Oscar is 8 months and I'm thinking of trying him on BARF when hes about 18months old, I give him raw chicken wings now as a treat and he loves them. Only problem i have with barf is that it may mean extra prep work!


----------



## grahama (May 4, 2009)

Hi,

I know what you mean about the extra prep work, but there are companies who do frozen deliveries of ballanced barf meals, (human grade meat, fruit and veg, no cerial filers), which can be supplimented with bones, offal etc.

I have just received my first order from Natural Instinct in the UK and just finishing off an interim minced chicken before start with it.

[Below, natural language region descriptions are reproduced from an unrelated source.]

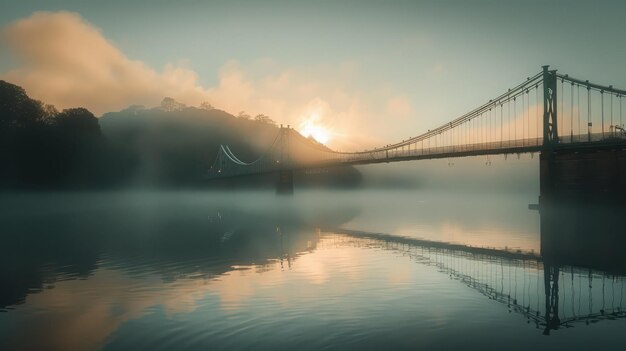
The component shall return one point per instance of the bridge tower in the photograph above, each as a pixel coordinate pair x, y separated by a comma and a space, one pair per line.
285, 173
550, 127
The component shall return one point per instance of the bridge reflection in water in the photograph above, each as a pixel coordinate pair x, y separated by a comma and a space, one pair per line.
578, 278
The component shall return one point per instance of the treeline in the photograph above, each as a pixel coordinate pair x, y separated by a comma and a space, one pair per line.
41, 147
172, 145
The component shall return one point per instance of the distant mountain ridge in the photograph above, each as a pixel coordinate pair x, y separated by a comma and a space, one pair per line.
172, 145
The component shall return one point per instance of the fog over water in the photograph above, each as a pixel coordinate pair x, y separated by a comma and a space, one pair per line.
195, 269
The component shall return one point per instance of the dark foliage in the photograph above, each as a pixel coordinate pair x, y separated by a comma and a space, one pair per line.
169, 146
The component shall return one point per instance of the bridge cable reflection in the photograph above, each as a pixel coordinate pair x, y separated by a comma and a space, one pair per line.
485, 271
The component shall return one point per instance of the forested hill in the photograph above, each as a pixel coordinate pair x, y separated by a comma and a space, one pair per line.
167, 146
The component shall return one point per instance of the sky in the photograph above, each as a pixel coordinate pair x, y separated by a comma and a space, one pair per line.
366, 72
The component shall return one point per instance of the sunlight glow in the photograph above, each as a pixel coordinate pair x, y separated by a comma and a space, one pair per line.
310, 128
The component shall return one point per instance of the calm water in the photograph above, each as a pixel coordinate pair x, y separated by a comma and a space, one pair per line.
199, 271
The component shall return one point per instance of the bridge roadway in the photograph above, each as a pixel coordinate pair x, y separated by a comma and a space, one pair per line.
523, 119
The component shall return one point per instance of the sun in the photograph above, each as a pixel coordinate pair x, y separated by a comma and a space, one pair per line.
310, 128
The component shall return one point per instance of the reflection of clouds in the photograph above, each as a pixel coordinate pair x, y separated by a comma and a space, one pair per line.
80, 315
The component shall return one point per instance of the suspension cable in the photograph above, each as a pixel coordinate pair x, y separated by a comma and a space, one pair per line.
571, 111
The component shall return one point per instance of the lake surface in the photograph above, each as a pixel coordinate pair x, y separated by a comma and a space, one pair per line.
363, 269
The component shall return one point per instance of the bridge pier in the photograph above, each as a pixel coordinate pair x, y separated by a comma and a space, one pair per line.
582, 203
284, 186
596, 175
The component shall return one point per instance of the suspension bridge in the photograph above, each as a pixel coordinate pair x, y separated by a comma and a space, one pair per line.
548, 111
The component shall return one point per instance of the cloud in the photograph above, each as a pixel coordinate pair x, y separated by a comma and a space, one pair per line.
65, 61
68, 62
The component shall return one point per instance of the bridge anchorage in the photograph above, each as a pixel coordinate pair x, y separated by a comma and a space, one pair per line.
554, 114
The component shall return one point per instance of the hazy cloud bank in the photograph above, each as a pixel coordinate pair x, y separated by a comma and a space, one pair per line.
66, 61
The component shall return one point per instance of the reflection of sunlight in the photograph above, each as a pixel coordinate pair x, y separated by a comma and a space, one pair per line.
311, 128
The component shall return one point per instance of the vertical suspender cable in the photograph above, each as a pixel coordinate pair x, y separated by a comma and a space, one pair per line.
588, 113
502, 126
571, 111
578, 111
515, 118
602, 110
611, 126
537, 110
523, 116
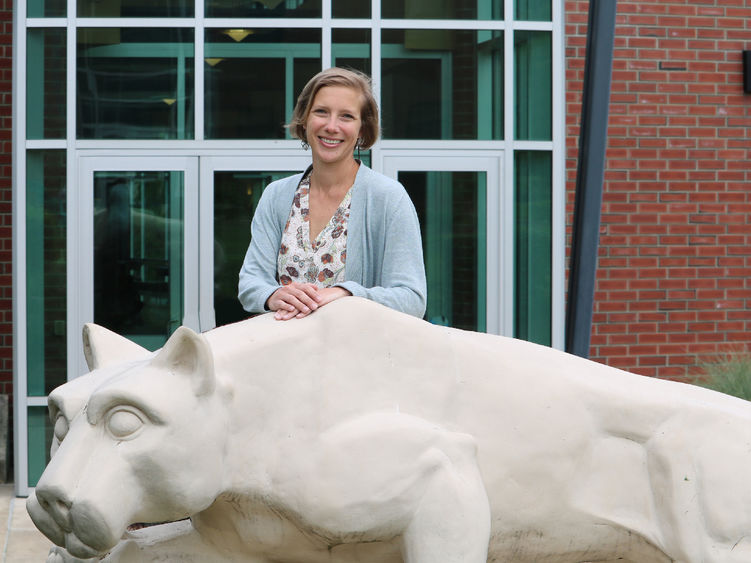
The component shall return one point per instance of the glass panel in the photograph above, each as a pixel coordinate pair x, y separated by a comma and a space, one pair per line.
135, 9
443, 9
351, 49
533, 246
442, 84
350, 8
253, 78
236, 196
138, 254
46, 8
451, 209
46, 281
40, 439
533, 85
45, 83
533, 10
263, 9
135, 83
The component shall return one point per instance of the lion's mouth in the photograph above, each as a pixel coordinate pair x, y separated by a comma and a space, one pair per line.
79, 548
141, 525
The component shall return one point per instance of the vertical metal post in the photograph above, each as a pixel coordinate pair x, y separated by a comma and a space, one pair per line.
590, 175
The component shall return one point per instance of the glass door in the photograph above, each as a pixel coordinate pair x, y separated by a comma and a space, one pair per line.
137, 247
458, 200
230, 189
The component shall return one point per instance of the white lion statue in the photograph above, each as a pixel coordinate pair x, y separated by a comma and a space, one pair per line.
360, 434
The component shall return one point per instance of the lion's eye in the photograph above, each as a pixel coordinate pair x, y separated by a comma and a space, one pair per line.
61, 428
122, 423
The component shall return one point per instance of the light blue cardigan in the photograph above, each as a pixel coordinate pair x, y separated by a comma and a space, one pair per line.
384, 248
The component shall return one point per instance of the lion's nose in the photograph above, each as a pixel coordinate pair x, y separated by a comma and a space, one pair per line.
56, 504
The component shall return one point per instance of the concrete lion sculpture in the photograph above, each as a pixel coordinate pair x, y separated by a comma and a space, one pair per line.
359, 434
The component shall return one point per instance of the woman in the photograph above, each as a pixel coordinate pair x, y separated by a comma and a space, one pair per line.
339, 228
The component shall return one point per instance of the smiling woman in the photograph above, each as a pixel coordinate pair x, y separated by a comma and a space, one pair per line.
339, 228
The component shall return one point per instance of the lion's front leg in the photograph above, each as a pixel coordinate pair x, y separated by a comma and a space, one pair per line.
391, 476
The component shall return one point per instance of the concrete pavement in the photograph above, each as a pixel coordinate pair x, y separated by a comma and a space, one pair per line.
20, 540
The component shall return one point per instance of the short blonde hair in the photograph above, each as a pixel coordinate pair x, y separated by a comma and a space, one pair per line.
335, 76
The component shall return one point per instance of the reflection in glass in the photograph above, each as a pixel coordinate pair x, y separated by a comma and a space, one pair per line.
249, 94
442, 84
39, 434
350, 8
263, 9
451, 210
351, 49
443, 9
533, 85
236, 196
45, 83
135, 9
533, 243
533, 10
135, 83
138, 254
46, 8
46, 282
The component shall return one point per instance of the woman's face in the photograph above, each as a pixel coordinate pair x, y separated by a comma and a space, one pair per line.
333, 124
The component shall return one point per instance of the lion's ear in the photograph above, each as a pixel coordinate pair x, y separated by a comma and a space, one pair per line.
187, 353
102, 347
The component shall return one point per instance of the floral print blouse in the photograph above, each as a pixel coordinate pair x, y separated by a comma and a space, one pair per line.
321, 262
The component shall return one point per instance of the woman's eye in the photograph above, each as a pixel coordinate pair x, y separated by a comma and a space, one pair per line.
61, 428
123, 423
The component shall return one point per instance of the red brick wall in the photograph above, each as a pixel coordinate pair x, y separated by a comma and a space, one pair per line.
6, 287
673, 284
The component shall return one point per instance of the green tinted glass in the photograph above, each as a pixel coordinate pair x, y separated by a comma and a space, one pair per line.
45, 83
139, 254
533, 85
351, 49
443, 9
263, 9
252, 79
134, 9
533, 243
39, 429
533, 10
236, 195
46, 8
135, 83
350, 8
451, 209
46, 283
442, 84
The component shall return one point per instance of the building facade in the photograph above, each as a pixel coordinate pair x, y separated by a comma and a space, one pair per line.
144, 133
673, 287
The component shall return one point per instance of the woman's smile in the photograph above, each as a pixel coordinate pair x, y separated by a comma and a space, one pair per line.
333, 124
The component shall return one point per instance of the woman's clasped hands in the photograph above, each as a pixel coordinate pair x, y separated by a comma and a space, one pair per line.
298, 300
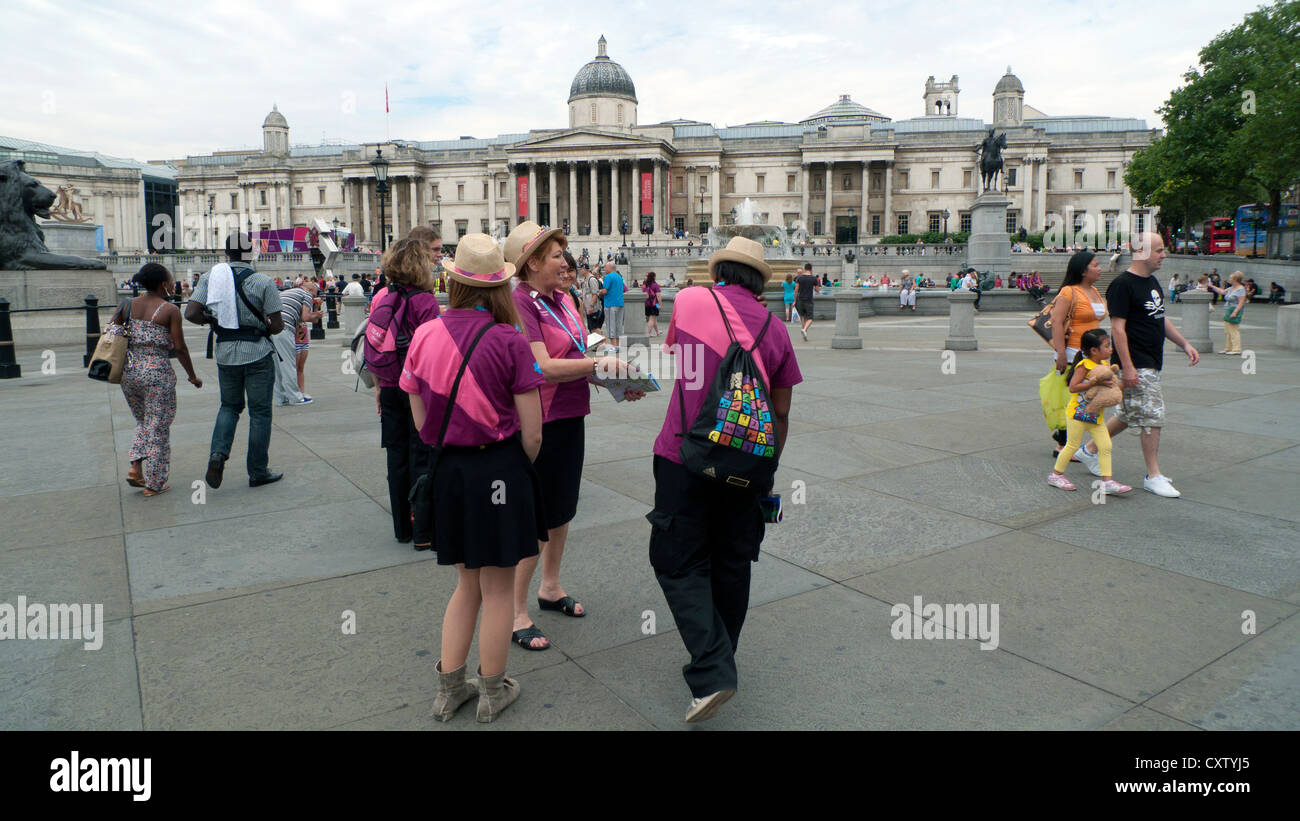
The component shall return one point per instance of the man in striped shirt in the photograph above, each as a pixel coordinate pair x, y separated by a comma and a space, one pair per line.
297, 305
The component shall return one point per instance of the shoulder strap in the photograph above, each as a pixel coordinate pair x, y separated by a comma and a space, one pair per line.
455, 386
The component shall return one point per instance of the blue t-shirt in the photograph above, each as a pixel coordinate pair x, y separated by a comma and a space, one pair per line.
614, 289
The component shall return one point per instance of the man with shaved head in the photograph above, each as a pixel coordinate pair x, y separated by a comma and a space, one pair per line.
1139, 329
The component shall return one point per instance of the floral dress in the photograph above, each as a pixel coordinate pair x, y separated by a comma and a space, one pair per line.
148, 383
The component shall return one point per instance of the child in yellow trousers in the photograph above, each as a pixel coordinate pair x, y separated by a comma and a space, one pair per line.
1093, 350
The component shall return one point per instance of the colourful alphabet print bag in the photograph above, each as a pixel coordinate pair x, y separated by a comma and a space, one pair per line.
733, 439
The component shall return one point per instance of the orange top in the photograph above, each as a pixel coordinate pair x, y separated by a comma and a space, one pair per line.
1083, 316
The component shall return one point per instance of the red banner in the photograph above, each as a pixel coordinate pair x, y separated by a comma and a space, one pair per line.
646, 192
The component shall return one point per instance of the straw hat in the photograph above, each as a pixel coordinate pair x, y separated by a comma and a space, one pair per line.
480, 263
527, 239
744, 251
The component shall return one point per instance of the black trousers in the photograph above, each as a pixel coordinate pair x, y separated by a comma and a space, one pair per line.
702, 541
408, 459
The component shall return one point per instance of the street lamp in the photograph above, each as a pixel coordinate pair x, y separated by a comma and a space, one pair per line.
381, 190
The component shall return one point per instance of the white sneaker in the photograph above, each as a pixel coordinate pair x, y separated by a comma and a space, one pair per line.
705, 708
1092, 461
1161, 486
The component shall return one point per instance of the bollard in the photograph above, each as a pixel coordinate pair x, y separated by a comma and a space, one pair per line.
332, 307
1196, 320
91, 328
848, 335
961, 321
9, 368
635, 318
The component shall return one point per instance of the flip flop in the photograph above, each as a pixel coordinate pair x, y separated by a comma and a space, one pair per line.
566, 606
524, 638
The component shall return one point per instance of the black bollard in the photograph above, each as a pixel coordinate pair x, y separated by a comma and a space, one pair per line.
333, 312
9, 368
91, 328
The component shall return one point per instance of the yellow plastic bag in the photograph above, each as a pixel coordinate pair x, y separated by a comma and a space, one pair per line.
1054, 394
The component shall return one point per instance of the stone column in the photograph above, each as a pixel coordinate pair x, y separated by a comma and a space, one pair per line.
718, 189
865, 218
553, 196
805, 182
848, 335
655, 202
830, 189
572, 214
365, 209
532, 191
1196, 320
889, 225
593, 212
961, 321
614, 196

Just at the start myself!!

Graham


----------



## tgrove (Mar 5, 2009)

i do my own raw diet and will never go back to anything else. My V wouldn't eat the kibble and when she did, she broke out in a bad rash.


----------



## Moreteyne (Jan 8, 2009)

Been BARFing for almost two years, eight dogs and eight cats all on it.


----------



## jas (Mar 31, 2009)

Grahma, I've checked the website, which food do you get? I want something that is BARF but is complete in a pouch. I really don't even prep myself food so the dog has no chance!!


----------



## grahama (May 4, 2009)

Hi Jas,

I use the natural chicken, and I give her 100g 3 times per day. It is a complete meal and it looks nice, (for dog food!). I have loads of dry food I bought before Peanut decided she was not getting along with it so I do mix a small amount in with each meal as a top up just to use it up. Peanut is absolutely loving her new food btw and will be increasing the range of food I give her too, chicken wings etc.

Graham


----------



## jas (Mar 31, 2009)

Thanks graham, I rang them yesterday and am ordering some as soon as the dry food is near its end of sack! Do you have to add anything at all to the natural chicken or is everything in there already? Thats what i'm looking for, the guy on the phone says its all in there, fruit, veg , crushed bones etc


----------



## grahama (May 4, 2009)

Hi,

I think it's all in there as they say. Other raw food products are just meat and they need adding to. I only add the dry kibble as I have a sack full left and she isn't putting on weight so I add to the raw food. This will stop whenI have used it all up. 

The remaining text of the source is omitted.